Explosions and gunfire rang out across the northern Syrian city of Aleppo last night as rebel factions continued to defend the former economic hub against the superior weaponry of regime forces loyal to President Bashar al-Assad.
The Tawhid Brigade, commanded by Adbul Qader Saleh, is known to be one of the dominant rebel factions fighting in the area. There were reports that rebel fighters had received the first shipment of Russian-made Konkurs anti-tank missiles from US ally Saudi Arabia, following a White House pledge for military aid. But this could not be independently verified.
Meanwhile, the threat of Western intervention has sent the Syrian pound tumbling. It dropped to an all-time low of 210 to the US dollar this week, a fall of 20 per cent in four days, as sanctions bite. Before the conflict began in 2011, the US dollar was worth 47 Syrian pounds.
Prime Minister Wael al-Halqi claims the country has enough foreign currency reserves. On Wednesday, he said he had taken a number of measures to confront the “unfair economic, media sanctions” targeting the country.

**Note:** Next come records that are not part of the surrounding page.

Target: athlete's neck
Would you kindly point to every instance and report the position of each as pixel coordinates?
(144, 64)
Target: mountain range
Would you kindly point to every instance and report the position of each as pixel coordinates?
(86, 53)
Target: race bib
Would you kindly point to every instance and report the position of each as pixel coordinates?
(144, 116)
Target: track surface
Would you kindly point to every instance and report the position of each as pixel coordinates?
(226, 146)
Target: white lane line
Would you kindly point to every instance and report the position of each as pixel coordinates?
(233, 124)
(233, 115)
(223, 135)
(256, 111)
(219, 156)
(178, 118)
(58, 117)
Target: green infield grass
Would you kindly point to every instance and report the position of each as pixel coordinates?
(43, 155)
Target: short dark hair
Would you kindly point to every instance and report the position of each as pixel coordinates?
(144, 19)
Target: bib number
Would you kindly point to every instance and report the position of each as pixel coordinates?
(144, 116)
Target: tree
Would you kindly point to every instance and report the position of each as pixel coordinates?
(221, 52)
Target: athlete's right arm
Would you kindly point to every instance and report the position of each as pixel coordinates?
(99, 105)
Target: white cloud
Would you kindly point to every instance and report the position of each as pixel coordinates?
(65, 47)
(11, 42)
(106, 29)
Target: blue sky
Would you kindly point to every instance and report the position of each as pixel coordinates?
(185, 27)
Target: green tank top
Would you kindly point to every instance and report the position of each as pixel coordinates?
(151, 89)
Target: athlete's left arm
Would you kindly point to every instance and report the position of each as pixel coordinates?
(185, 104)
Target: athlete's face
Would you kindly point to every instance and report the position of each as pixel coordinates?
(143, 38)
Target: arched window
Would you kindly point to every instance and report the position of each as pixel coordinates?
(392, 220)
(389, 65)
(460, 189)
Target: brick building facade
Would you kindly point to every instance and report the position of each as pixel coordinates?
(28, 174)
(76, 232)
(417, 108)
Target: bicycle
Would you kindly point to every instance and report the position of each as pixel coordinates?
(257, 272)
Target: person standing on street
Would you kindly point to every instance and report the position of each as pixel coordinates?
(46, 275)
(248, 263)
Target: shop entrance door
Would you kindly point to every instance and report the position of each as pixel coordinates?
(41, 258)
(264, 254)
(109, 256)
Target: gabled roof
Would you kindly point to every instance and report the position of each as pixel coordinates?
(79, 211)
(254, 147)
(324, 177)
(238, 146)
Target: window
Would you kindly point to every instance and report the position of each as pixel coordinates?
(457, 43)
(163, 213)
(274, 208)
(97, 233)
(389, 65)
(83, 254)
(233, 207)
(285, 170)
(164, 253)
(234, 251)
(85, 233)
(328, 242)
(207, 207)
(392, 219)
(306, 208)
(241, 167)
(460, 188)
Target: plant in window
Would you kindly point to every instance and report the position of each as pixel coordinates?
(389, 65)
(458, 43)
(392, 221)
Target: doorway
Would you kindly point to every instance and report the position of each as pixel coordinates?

Today, six of Syria’s eight World Heritage sites were placed on an endangered list. The sites at risk include the old cities of Damascus, Aleppo and Basra, two crusader castles and the ruins of Palmyra. Before the conflict, tourism accounted for 12 per cent of the country’s GDP and employed 11 per cent of its workforce.
Amid the continued fighting in Aleppo, as the regime attempts to capitalise after it recaptured the important strategic city of Qusayr, concern is growing about the spread of a flesh-eating disease in the city.
Cutaneous leishmaniasis, which is not lethal but creates open boils, has been prevalent in the province for decades, hence its nickname, the “Aleppo boil”.
The World Health Organisation reported 1,047 cases of the disease across Syria in May. The sandflies that spread it flourish in waste and sewage, and as sanitary conditions deteriorate, cases have increased.